Assistant Professor,Laboratory of Translational Oncology Intercollegiate Faculty of Biotechnology, Gdansk University and Medical University of Gdansk, POLAND

Tuesday 23 March 2021 |12:00 noon – ICGEB Trieste, ITALY

Transmission of the cellular polarity to the nucleus and its significance in prostate cancer

Host: V. Venturi

Cell polarity is an essential feature of animal cells and can be described as intrinsic asymmetry observed in cells, either in their shape, structure, or distribution of cellular components and maintained by appropriate signalling. The nucleus is the largest organelle, commonly depicted in the center of the cell, however very little is known about the polarity transmission from the cytoplasm to it. Although there had been some reports showing polarization of the nuclear envelope, I have recently found that in front-to-rear polarized cells the asymmetric organization of the cell was transmitted to the nucleus including nuclear envelope, nucleoplasmic proteins and DNA domains. As one of the determinants of nuclear polarity, I identified Emerin, an integral protein of the nuclear envelope. Additionally, I have also found other proteins to be distributed in a polarized manner including proteins of linker of nucleoskeleton and cytoskeleton (LINC) that establish connections of nucleus to actin and intermediate filaments in the cytoplasm, being a critical for force transmission between these two cellular compartments.
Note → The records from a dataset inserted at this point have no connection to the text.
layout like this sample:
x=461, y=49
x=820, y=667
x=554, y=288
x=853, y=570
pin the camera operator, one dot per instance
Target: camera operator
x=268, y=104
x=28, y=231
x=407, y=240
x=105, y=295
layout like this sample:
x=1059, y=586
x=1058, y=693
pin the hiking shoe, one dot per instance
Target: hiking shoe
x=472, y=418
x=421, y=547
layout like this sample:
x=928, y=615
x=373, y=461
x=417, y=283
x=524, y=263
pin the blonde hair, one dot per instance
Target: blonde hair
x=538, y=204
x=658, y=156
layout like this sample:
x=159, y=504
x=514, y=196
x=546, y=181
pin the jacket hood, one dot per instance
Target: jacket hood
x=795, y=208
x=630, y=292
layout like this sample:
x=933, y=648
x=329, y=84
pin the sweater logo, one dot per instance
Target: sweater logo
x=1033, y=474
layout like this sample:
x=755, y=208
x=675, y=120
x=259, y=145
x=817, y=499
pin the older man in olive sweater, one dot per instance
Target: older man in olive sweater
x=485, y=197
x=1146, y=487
Prostate cancer (PCa) accounts for an estimated 142,000 deaths in industrialized countries each year. Metastases are the major cause of all cancer-related deaths (>90% of cases). In PCa, they occur in ca. 4% of the affected men, mainly in distant lymph nodes and bones, but also less frequently in liver, lungs, kidney or even central nervous system. The five-year survival of localized PCa is estimated as nearly 100%, whereas metastatic PCa – as only 29. Therefore, it is reasonable to think that early identification of drivers of metastatic cascade and in turn patients at the high risk of progression might be the key step to intervene months or even years before the overt metastases occur. Emerin was recently pointed as a mediator of nuclear shape stability in cancer its destabilization promoted metastasis. My preliminary results suggest that nuclear polarity can change in various cellular phenotypes in prostate normal and cancer cells. Additionally, I observed that although its expression remains stable within the metastatic cascade, Emerin often shows altered distribution within nuclear envelope. I would like to further investigate nuclear polarity as a novel phenomenon, the mechanism of its transmission and significance in prostate cancer progression.